Modern eventing with CQRS, Redpanda, and Zilla (Part 1)
Command Query Responsibility Segregation (CQRS)—simplified
The world we all live in is event-driven. We respond to stimuli and take action every day. Event-driven architecture lets us model our applications to closely reflect that real-world behavior, using technologies like Zilla and Redpanda to support reliable communication between event-driven microservices.
The Command Query Responsibility Segregation (CQRS) architectural pattern is still somewhat shrouded in mystery. Redpanda is “simplified Kafka”, and Zilla is simplified API connectivity to Kafka. This pairing makes it super simple to build a CQRS example with the two platforms! A great example among many industries that use Redpanda and Zilla is real-time, person-to-person (p2p) payments.
The Zilla open-source API Gateway extends the reach of Redpanda beyond backend, inter-microservice communication to web and mobile applications, solving for first and last mile security, at the same level of operational simplicity, performance, and scale that users expect from Redpanda.
Zilla acts as an on-ramp to Redpanda, unlocking migration of the architectural backbone to be fully event-driven while maintaining application-specific RESTful endpoints for compatibility. Zilla also supports application-specific streaming endpoints for the CQRS pattern, allowing both microservices and end-users to react to stimuli, just like in everyday life.
In this two-part series, we’ll first break down each of these components. In the second post, we’ll walk you through an example p2p payment application called StreamPay, so you can see CQRS, Zilla, and Redpanda in action.
That said, let’s get into the theory.
What are RESTful APIs?
RESTful APIs are a traditional approach for web applications, providing a synchronous request-response interaction pattern between clients and RESTful endpoints.
Application architectures that combine both RESTful APIs and an event streaming platform, such as Redpanda, often keep their RESTful microservices segregated from event streaming patterns. Each RESTful microservice typically logs an event stream of API activity, which can additionally “fan out” to other downstream event-driven microservices, including analytics pipelines.
Extending the reach of event-driven architectures (EDA) beyond the cloud (or on-premise data center) to include the Web client requires a mechanism to notify the client when a relevant event occurs. HTTP polling works, but puts unnecessary load on the system, even when there’s nothing to report. Alternatively, HTML5-friendly techniques, such as Server-Sent Events (SSE) and WebSockets bidirectional streaming are much more efficient.

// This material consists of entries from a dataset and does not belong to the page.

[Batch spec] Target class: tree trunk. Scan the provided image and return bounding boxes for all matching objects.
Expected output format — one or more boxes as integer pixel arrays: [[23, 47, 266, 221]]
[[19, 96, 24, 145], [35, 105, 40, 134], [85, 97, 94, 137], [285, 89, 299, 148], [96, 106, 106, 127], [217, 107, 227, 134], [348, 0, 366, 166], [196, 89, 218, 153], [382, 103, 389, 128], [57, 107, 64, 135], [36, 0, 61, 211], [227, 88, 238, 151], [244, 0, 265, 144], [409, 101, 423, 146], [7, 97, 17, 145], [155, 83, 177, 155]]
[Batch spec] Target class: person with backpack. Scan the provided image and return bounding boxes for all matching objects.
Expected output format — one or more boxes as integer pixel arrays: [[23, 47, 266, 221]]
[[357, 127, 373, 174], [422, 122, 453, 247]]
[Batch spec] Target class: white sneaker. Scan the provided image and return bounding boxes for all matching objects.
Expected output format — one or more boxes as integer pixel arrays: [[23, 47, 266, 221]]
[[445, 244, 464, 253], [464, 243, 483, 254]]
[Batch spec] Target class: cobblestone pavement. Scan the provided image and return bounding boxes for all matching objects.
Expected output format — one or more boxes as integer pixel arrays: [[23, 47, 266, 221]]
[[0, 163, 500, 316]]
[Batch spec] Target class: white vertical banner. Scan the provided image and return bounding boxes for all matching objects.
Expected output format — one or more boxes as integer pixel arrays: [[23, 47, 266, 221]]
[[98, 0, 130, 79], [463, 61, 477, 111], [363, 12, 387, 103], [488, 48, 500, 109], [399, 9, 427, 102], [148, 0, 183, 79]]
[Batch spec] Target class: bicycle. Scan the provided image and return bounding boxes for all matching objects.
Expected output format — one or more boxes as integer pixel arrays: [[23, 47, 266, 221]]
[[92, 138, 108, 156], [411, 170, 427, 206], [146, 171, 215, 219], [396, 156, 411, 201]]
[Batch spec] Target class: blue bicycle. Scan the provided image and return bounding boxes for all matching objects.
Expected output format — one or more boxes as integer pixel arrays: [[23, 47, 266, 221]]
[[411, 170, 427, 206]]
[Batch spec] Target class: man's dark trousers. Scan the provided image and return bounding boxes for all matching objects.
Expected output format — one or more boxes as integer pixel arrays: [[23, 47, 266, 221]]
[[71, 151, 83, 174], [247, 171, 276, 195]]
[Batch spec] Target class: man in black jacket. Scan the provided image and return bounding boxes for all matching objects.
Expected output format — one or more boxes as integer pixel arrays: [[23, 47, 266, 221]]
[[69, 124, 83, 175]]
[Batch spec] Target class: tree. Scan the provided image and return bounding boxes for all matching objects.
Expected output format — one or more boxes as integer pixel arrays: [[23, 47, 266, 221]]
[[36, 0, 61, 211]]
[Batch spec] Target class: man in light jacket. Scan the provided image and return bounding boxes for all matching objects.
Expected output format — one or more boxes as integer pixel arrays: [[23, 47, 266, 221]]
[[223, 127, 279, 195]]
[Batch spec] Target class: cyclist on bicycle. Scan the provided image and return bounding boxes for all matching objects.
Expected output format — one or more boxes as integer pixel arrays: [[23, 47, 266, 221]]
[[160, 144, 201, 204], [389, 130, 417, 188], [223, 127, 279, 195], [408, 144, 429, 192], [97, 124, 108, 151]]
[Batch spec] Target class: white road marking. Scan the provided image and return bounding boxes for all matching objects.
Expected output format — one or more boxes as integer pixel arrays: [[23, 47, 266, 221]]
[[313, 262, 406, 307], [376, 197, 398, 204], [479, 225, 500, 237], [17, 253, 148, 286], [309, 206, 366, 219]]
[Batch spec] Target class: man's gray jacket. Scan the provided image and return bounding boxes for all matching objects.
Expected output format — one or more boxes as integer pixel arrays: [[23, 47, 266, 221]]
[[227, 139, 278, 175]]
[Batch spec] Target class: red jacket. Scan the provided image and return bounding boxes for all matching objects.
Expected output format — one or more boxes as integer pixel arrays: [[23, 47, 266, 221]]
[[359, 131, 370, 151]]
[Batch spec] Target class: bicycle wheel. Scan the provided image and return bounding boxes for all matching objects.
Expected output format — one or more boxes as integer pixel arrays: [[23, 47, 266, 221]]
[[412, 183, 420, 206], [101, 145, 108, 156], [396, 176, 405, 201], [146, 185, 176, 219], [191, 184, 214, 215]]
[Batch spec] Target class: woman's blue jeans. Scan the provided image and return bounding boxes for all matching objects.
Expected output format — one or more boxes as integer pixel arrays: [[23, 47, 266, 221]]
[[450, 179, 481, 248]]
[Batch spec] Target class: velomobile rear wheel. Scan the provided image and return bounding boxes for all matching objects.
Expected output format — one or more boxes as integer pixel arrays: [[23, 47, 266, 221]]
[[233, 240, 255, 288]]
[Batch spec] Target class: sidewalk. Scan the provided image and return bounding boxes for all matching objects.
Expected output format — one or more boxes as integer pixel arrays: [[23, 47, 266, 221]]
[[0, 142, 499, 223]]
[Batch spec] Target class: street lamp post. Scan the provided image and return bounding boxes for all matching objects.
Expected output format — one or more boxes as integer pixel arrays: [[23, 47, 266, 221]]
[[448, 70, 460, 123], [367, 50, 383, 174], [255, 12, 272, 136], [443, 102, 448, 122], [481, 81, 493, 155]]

Using these techniques to evolve beyond REST opens the possibility for more EDA patterns, such as CQRS.
What is CQRS?
CQRS (Command Query Responsibility Segregation) is a complicated name for a simple idea – allow the “read” data model and the “write” data model to differ, so that reads and writes can be optimized independently. Decoupling the reads from the writes allows for independent choice of technology for reads, best suited for the application use-case. Then the reads can be scaled independently and handled closer to the end user for an improved user experience.
To put it simply:
- Each command is a request to modify the write data model, which can be rejected under certain conditions, such as when command validation fails.
- Each query is a request to the read data model, filtering the query results as needed.

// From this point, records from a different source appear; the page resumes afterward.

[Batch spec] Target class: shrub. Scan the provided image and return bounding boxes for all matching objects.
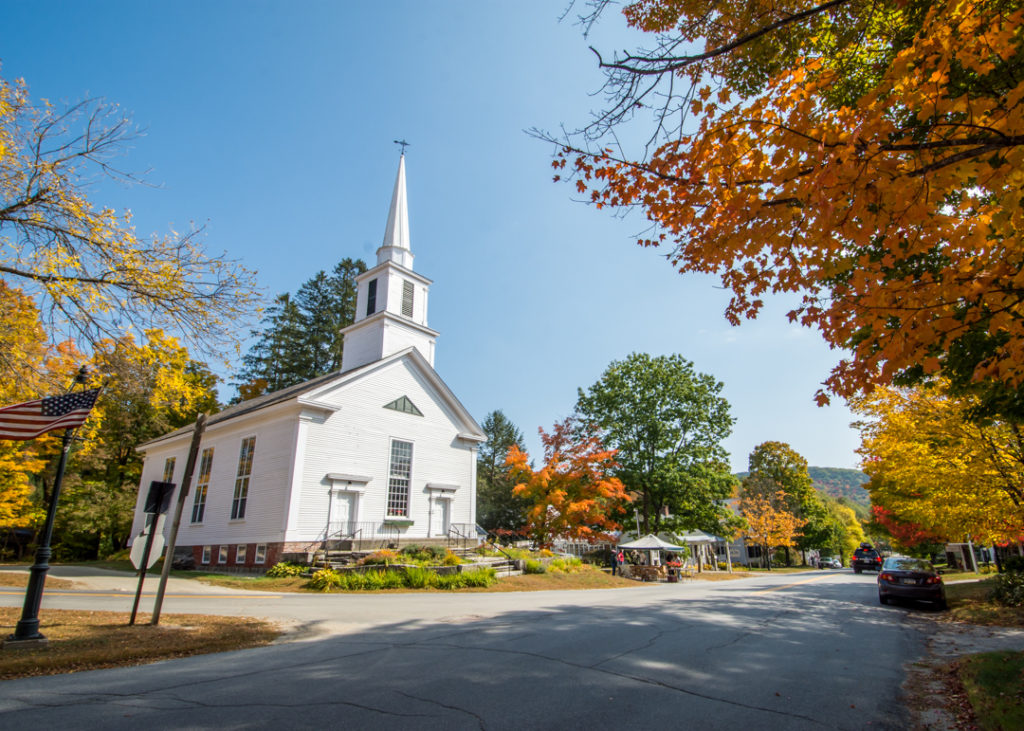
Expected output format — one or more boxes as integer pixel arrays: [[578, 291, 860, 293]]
[[358, 549, 398, 566], [306, 568, 342, 592], [266, 561, 306, 578], [548, 556, 583, 573], [1002, 556, 1024, 573], [992, 571, 1024, 607], [462, 568, 498, 587], [432, 573, 466, 591]]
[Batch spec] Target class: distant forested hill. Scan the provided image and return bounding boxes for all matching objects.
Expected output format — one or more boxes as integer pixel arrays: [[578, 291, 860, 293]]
[[807, 467, 870, 506], [736, 467, 870, 507]]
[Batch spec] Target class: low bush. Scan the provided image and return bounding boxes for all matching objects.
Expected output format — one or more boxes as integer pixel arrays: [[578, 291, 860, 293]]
[[462, 568, 498, 589], [401, 544, 450, 563], [358, 549, 400, 566], [1002, 556, 1024, 573], [406, 566, 437, 589], [992, 571, 1024, 607], [548, 556, 583, 573], [266, 561, 306, 578], [306, 568, 342, 592]]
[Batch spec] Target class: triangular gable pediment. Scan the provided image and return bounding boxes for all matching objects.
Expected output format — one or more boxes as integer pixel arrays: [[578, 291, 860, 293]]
[[298, 347, 486, 441], [384, 396, 423, 417]]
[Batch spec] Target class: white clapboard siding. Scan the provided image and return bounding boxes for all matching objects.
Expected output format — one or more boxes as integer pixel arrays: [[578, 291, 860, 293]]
[[287, 352, 475, 541], [132, 405, 298, 546], [132, 349, 482, 546]]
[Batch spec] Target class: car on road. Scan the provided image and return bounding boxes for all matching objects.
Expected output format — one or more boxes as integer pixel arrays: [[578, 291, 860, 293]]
[[850, 543, 882, 573], [879, 556, 946, 609]]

Commands map naturally to a request-response interaction from the client. Zilla maps HTTP requests to a Redpanda commands topic, returning correlated responses from a Redpanda replies topic. An event-driven microservice handles inbound command messages by either processing or rejecting the requested mutation.
Queries can be satisfied by a read data model that’s better suited to the structure of query results needed by the client, which often differs from the structure of the write data model. An added bonus is that queries can also be served closer to the edge of the network to further reduce latency.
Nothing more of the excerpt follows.